La matraca de género, de hecho, trata de reivindicar ese sexismo insistentemente, de forma que a cada cosa de que se hable debe adjuntársele una etiqueta sexual como medio imprescindible para mantener el negocio: la primera mujer que arbitra un partido, la primera mujer que llega a presidente de una empresa, la primera vez que en un gobierno hay más mujeres que varones.
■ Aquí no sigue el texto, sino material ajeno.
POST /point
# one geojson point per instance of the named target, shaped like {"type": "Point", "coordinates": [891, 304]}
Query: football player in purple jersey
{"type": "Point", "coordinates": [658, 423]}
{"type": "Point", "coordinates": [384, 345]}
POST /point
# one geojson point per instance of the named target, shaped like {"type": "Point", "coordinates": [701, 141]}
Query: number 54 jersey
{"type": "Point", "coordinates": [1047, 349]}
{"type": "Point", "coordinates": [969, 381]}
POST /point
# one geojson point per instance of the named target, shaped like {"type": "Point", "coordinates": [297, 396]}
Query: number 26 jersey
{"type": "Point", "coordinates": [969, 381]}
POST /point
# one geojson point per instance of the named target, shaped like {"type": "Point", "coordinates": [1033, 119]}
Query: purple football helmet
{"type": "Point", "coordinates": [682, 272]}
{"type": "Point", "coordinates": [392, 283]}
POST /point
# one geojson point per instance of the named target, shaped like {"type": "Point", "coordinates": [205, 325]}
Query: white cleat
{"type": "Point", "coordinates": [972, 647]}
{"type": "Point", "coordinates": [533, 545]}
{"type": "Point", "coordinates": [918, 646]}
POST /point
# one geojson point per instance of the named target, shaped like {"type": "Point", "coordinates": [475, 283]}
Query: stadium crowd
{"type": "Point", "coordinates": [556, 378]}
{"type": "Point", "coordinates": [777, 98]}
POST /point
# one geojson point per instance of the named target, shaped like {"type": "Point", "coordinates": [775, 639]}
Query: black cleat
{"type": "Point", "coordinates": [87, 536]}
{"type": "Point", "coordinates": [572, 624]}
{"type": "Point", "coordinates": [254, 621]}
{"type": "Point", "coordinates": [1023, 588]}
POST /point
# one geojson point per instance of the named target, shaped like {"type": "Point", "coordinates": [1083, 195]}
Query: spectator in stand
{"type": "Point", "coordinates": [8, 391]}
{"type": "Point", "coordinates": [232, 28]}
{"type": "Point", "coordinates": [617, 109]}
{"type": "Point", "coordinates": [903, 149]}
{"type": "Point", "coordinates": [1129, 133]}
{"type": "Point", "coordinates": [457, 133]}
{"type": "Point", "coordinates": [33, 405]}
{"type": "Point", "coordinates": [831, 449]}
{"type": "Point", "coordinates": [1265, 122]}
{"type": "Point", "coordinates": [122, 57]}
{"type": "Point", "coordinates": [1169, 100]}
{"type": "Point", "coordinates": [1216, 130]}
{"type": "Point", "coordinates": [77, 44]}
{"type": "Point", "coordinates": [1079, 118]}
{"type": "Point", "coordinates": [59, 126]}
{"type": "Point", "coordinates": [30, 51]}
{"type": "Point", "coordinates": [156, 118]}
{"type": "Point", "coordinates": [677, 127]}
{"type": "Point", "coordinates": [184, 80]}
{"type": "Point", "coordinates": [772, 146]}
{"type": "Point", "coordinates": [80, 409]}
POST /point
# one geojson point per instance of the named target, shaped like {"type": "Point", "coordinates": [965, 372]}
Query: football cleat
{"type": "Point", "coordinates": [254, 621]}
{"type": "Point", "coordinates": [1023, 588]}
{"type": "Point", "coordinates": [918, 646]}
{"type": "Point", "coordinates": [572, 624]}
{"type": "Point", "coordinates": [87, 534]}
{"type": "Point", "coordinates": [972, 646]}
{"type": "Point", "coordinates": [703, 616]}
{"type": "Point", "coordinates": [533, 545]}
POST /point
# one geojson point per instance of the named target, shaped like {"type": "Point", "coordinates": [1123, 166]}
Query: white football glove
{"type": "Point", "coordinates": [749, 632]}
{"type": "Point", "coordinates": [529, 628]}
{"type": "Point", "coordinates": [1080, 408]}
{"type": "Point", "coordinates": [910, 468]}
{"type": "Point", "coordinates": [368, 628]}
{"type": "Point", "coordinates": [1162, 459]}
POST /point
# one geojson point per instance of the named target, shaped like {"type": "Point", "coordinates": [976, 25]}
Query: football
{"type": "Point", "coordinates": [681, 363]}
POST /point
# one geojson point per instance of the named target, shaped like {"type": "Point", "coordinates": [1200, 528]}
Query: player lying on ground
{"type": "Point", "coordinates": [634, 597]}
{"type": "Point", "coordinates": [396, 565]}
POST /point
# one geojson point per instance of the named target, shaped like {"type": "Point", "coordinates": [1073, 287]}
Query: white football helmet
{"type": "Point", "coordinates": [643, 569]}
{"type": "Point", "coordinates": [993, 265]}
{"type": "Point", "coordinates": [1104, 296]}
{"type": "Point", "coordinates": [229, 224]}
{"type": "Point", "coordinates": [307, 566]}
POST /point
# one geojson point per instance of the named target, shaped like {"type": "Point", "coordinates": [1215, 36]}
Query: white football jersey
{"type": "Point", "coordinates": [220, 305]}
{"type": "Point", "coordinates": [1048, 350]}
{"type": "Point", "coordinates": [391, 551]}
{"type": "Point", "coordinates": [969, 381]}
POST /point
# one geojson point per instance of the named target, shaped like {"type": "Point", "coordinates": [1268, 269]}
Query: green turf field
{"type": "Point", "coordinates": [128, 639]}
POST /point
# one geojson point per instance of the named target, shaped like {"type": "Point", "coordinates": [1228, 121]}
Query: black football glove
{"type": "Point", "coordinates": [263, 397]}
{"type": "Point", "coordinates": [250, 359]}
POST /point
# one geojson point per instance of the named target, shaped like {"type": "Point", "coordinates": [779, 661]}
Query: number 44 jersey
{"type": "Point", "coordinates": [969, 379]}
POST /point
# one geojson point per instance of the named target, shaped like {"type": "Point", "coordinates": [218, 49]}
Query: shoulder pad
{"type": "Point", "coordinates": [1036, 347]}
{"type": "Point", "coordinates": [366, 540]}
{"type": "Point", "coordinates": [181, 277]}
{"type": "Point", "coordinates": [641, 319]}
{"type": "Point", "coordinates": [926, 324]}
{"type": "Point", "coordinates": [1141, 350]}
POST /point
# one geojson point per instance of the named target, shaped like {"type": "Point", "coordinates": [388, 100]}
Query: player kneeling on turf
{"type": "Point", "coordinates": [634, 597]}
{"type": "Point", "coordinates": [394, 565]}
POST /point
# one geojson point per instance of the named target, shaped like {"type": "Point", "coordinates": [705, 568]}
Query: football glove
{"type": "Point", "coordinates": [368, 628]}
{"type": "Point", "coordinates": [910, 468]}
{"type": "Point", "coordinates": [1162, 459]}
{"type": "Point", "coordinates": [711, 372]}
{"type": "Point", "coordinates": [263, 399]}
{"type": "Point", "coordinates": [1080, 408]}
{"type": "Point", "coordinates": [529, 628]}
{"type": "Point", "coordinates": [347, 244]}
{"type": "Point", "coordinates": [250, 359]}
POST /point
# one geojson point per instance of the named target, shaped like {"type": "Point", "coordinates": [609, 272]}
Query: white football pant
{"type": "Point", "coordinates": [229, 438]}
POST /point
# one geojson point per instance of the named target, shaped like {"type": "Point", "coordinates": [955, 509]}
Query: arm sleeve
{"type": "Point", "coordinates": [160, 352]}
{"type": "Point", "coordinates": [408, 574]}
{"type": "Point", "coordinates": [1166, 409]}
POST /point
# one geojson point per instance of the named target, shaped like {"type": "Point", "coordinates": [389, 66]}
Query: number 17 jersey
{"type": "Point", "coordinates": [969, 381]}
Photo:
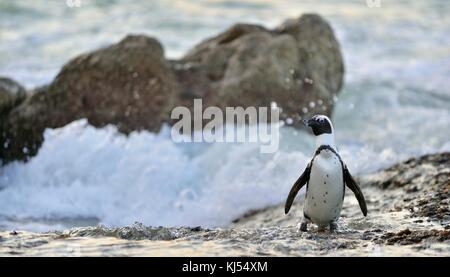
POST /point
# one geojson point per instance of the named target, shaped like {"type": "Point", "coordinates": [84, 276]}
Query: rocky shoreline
{"type": "Point", "coordinates": [409, 215]}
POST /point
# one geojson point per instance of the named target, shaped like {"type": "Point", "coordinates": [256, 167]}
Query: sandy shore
{"type": "Point", "coordinates": [408, 216]}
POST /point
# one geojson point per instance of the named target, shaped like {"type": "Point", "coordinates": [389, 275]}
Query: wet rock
{"type": "Point", "coordinates": [298, 66]}
{"type": "Point", "coordinates": [128, 84]}
{"type": "Point", "coordinates": [407, 237]}
{"type": "Point", "coordinates": [11, 95]}
{"type": "Point", "coordinates": [426, 181]}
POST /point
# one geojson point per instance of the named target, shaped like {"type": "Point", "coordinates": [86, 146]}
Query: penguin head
{"type": "Point", "coordinates": [320, 124]}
Su superioridad es directamente proporcional a la intensidad con que manifiesten su condición de víctimas
La catedrática con que arrancábamos contó incluso que ella, como todas las mujeres, se ha sentido alguna vez discriminada por ser mujer. Las quejumbrosas damiselas han interiorizado bien que es esa queja la que las hace fuertes y que su superioridad es directamente proporcional a la intensidad con que manifiesten su condición de víctimas.
Alguien le respondió a la catedrática, así al desgaire, que no sería mucha la discriminación para alguien que había llegado a la cumbre académica. Se colocó el pelo detrás de las orejas, dijo que qué tenía que ver y que ya estaba bien. El punto final de la superioridad moral.
Pero lo dijo al menos con media sonrisa, y la verdad es que tenía una sonrisa un punto picantona, lo que siempre es un bálsamo para los escozores anímicos del macho descarriado.
*** Miguel Ángel González Manjarrés es profesor de Filología Latina en la Universidad de Valladolid.